Sure, my life was unbalanced, but I didn’t care. I loved my job and new friends. I laughed every day. And I was able to fully tap my creativity in the classroom, which gave me the energy to push through the consequences of not making time for family, sleep or exercise.
It was a great time in my life, and I look back at it with fondness.
Growing My Skills — and Family
As much fun as I had teaching, there came a point in my life where I wanted a change — actually, two changes. I wanted to become a lawyer and I wanted to have children.
As they say, be careful what you wish for. The summer I gave birth to my son was also the summer I was accepted into law school.
Caring for a newborn and attending law school are full-time jobs in their own rights. But I was determined to accomplish both, at the same time, no matter the sacrifice.
And there were plenty of sacrifices.
I spent almost two hours a day commuting back and forth to classes. The day started well before 7 am and didn’t end until after 10 pm. In between classes, there was no time for friends, sleep or exercise; my baby boy needed me.
As devoted as I was to my professional development and newborn son, I failed to see that I also had a husband who needed me.
Cracks were starting to form in our relationship, but I was too focused on my goals to notice them. By the time I graduated from law school, I was nine months pregnant with my daughter and looking forward to an exciting career in the legal field.
The future seemed bright.
Everything Falls Apart. And Comes Back Together.

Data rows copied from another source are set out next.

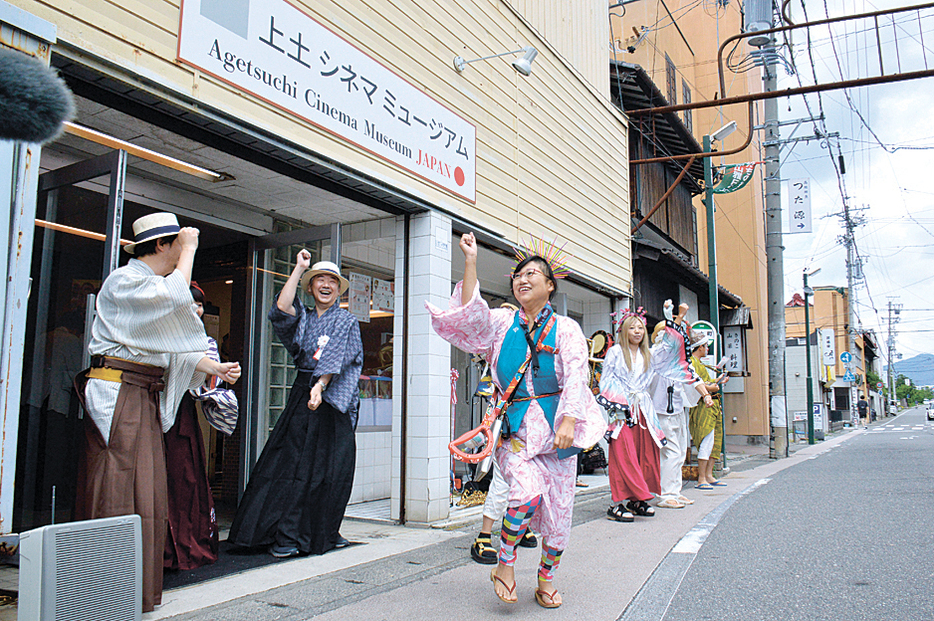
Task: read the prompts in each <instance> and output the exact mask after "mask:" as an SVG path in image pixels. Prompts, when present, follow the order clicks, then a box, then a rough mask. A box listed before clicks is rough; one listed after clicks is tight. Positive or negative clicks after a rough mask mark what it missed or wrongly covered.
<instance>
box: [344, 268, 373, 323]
mask: <svg viewBox="0 0 934 621" xmlns="http://www.w3.org/2000/svg"><path fill="white" fill-rule="evenodd" d="M372 281H373V279H372V278H370V277H369V276H364V275H363V274H357V273H356V272H351V273H350V292H349V294H348V308H347V310H349V311H350V314H351V315H353V316H354V317H356V318H357V320H358V321H362V322H363V323H370V299H371V296H372V292H373V288H372V287H373V283H372Z"/></svg>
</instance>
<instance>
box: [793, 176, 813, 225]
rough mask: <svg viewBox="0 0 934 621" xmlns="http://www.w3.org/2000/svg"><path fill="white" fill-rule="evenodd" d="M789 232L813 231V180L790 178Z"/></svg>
mask: <svg viewBox="0 0 934 621" xmlns="http://www.w3.org/2000/svg"><path fill="white" fill-rule="evenodd" d="M788 232H789V233H810V232H811V180H810V179H789V180H788Z"/></svg>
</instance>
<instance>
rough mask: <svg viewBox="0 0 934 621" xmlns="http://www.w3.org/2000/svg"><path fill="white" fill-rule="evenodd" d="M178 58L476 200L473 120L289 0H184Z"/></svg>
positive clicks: (448, 68)
mask: <svg viewBox="0 0 934 621" xmlns="http://www.w3.org/2000/svg"><path fill="white" fill-rule="evenodd" d="M177 57H178V60H179V61H180V62H182V63H185V64H186V65H189V66H191V67H194V68H196V69H198V70H199V71H201V72H203V73H205V74H208V75H211V76H213V77H214V78H216V79H218V80H221V81H222V82H225V83H227V84H230V85H231V86H233V87H235V88H237V89H239V90H240V91H243V92H246V93H249V94H251V95H253V96H255V97H257V98H259V99H262V100H263V101H265V102H267V103H269V104H271V105H273V106H276V107H277V108H279V109H280V110H283V111H284V112H286V113H288V114H290V115H293V116H296V117H298V118H300V119H303V120H305V121H307V122H310V123H313V124H314V125H317V126H318V127H320V128H321V129H323V130H325V131H327V132H329V133H331V134H332V135H334V136H337V137H339V138H340V139H342V140H345V141H347V142H349V143H352V144H354V145H356V146H357V147H360V148H362V149H365V150H366V151H368V152H370V153H372V154H374V155H376V156H377V157H380V158H382V159H383V160H385V161H387V162H390V163H392V164H394V165H396V166H399V167H401V168H404V169H405V170H407V171H409V172H411V173H413V174H415V175H417V176H419V177H421V178H422V179H425V180H426V181H428V182H429V183H433V184H435V185H438V186H440V187H442V188H444V189H445V190H447V191H449V192H451V193H453V194H455V195H457V196H459V197H461V198H463V199H465V200H468V201H470V202H471V203H473V202H476V172H477V157H476V133H477V131H476V127H475V126H474V125H473V124H472V123H470V122H469V121H467V120H466V119H463V118H461V117H460V116H458V115H457V114H455V113H454V112H453V111H452V110H450V109H449V108H448V107H447V106H445V105H444V104H442V103H440V102H438V101H436V100H435V99H433V98H432V97H430V96H429V95H427V94H426V93H425V91H424V90H423V88H421V87H420V86H419V85H416V84H412V83H410V82H409V81H408V80H406V79H405V78H403V77H401V76H399V75H397V74H396V73H394V72H393V71H392V70H391V69H389V68H388V67H387V66H386V65H385V64H384V62H385V61H382V60H381V59H377V58H374V57H372V56H370V55H368V54H366V53H365V52H363V51H361V50H360V49H358V48H357V47H356V46H355V45H354V44H353V43H351V42H349V41H348V40H346V39H344V38H343V37H342V36H341V35H339V34H338V33H336V32H334V31H332V30H331V27H330V25H329V24H327V23H326V22H324V23H323V22H319V21H318V20H317V19H315V18H314V17H312V16H311V15H310V14H309V13H307V12H306V11H305V10H303V9H302V8H300V7H299V6H298V5H296V4H294V3H291V2H288V1H287V0H183V2H182V11H181V20H180V23H179V34H178V53H177ZM448 69H450V67H448Z"/></svg>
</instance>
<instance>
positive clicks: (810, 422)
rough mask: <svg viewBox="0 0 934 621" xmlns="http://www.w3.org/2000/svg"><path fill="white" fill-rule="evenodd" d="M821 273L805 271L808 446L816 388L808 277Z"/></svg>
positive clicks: (814, 271) (810, 441)
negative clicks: (810, 312)
mask: <svg viewBox="0 0 934 621" xmlns="http://www.w3.org/2000/svg"><path fill="white" fill-rule="evenodd" d="M819 271H820V268H817V269H816V270H814V271H813V272H808V271H807V269H805V270H804V343H805V352H806V356H807V365H808V375H807V377H808V379H807V390H808V444H814V387H813V386H812V385H811V383H812V381H813V379H812V378H811V314H810V308H809V306H810V303H809V302H808V297H810V296H812V295H814V290H813V289H811V288H810V287H808V276H813V275H814V274H816V273H817V272H819Z"/></svg>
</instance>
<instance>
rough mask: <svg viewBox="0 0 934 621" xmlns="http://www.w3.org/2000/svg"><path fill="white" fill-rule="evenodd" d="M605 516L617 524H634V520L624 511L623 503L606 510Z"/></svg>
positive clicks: (610, 507)
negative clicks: (629, 523) (628, 523)
mask: <svg viewBox="0 0 934 621" xmlns="http://www.w3.org/2000/svg"><path fill="white" fill-rule="evenodd" d="M606 515H607V517H609V518H610V519H611V520H616V521H617V522H634V521H635V520H636V518H635V517H633V515H632V513H630V512H629V511H627V510H626V507H624V506H623V503H619V504H618V505H613V506H612V507H610V508H609V509H607V510H606Z"/></svg>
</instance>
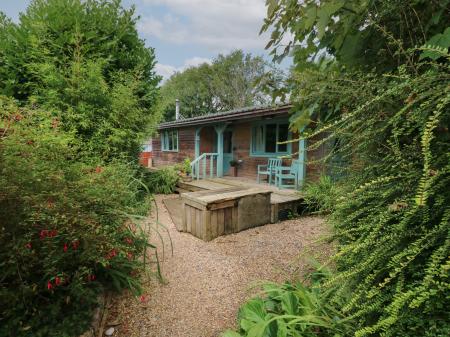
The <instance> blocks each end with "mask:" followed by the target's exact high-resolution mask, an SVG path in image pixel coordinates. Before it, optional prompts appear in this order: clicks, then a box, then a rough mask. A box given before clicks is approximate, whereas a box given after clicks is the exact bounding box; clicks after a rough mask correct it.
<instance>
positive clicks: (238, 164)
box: [230, 159, 242, 177]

All of those years of imbalance finally caught up with me. In 2005, everything around me started to crumble, starting with my marriage and then my health.
To make life even more complicated, I decided to open my own law firm.

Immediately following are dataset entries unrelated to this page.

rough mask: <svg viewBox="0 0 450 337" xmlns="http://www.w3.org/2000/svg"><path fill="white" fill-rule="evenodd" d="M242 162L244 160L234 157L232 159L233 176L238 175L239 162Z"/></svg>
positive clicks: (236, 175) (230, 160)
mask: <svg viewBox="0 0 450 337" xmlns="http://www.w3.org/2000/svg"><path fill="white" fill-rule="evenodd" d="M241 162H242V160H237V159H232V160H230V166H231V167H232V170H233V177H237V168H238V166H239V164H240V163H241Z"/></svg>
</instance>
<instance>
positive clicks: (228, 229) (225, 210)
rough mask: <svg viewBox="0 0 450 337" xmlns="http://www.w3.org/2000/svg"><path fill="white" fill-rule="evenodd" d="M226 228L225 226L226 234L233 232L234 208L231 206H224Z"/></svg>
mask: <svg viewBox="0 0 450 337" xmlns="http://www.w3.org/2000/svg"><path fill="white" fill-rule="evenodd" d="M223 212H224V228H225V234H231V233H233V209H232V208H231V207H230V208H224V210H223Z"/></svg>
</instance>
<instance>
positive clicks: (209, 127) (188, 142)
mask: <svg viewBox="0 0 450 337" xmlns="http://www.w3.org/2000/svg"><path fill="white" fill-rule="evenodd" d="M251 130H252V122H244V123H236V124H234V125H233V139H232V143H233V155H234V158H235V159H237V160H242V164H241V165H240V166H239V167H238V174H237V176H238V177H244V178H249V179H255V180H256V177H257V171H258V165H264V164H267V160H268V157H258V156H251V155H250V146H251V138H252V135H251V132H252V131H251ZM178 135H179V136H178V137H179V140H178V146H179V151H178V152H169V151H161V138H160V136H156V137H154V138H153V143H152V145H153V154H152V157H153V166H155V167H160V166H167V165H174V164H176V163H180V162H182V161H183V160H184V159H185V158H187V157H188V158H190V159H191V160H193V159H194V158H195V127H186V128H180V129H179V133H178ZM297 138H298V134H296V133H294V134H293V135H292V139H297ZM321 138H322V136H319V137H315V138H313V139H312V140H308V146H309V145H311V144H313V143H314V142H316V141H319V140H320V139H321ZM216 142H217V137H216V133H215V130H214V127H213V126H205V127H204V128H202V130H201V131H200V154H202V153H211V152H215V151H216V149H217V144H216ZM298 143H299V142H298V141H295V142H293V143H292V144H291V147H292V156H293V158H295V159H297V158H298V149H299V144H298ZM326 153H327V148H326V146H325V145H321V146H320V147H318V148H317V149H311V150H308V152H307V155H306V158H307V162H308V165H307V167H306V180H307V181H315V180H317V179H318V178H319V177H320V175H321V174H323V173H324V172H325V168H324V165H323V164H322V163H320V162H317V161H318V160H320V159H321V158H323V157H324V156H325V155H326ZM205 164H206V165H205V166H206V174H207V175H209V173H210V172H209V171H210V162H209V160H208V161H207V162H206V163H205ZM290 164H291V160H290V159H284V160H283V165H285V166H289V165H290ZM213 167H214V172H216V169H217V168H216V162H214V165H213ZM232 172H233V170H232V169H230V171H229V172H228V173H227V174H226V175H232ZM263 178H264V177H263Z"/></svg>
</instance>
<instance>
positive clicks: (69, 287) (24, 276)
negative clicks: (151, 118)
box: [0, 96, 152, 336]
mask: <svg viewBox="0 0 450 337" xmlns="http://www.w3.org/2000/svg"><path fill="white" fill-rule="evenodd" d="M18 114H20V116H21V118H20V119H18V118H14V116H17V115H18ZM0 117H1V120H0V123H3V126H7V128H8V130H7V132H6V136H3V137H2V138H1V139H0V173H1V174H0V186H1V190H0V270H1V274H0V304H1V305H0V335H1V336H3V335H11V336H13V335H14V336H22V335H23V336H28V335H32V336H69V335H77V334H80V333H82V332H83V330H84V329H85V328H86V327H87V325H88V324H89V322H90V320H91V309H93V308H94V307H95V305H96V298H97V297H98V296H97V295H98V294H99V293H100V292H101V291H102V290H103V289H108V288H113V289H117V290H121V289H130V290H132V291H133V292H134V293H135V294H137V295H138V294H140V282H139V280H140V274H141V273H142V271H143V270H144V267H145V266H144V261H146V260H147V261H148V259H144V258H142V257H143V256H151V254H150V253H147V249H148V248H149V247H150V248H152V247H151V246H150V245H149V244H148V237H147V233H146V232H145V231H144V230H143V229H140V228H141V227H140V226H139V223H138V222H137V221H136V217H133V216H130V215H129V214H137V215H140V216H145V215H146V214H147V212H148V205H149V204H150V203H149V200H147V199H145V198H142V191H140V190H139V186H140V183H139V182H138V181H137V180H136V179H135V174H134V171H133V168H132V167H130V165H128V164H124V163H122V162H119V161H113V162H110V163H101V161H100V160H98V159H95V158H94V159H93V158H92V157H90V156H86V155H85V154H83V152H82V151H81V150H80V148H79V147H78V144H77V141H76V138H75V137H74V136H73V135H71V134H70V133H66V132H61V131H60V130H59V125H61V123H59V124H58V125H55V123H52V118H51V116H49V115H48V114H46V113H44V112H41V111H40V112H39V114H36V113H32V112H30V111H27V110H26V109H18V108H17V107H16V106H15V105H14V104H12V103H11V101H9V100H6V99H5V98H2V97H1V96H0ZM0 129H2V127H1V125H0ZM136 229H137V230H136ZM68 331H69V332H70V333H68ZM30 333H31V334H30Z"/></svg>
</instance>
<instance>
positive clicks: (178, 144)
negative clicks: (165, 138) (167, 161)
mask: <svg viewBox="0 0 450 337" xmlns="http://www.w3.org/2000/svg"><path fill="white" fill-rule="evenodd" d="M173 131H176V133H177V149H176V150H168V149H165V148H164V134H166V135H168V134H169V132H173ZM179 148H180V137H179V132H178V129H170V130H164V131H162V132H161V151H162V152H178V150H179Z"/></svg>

I threw myself into building my new business and picking up the pieces of my broken family, both of which seemed to require 24/7 attention. The relationships and friendships that could have supported me during those tumultuous times were neglected, as were self-care activities like sleep and exercise.
I believed money would solve all of my family’s problems, which shows that I had no idea what it takes to have a meaningful and rewarding life.
Finally Finding Balance
Even today as I look back at the effects the two-priority imbalance has had on my life, I still struggle to find my footing.
Work and family are still my main focus. Maybe even more so now than ever. I saw how not putting family first — and the entire family, not just my children — had failed me in the past. And with 20 people relying on my firm for their employment and livelihood, I can’t turn away from my business for even a second.
But I also finally see that in order to be a successful parent, spouse and business owner, I have to take care of myself. That means getting enough sleep and exercise and spending time with good friends.
Maybe Randi’s right that we can’t focus on all five priorities at the same time. But I hope that by making time for the occasional yoga class or girl’s night, I can at least try.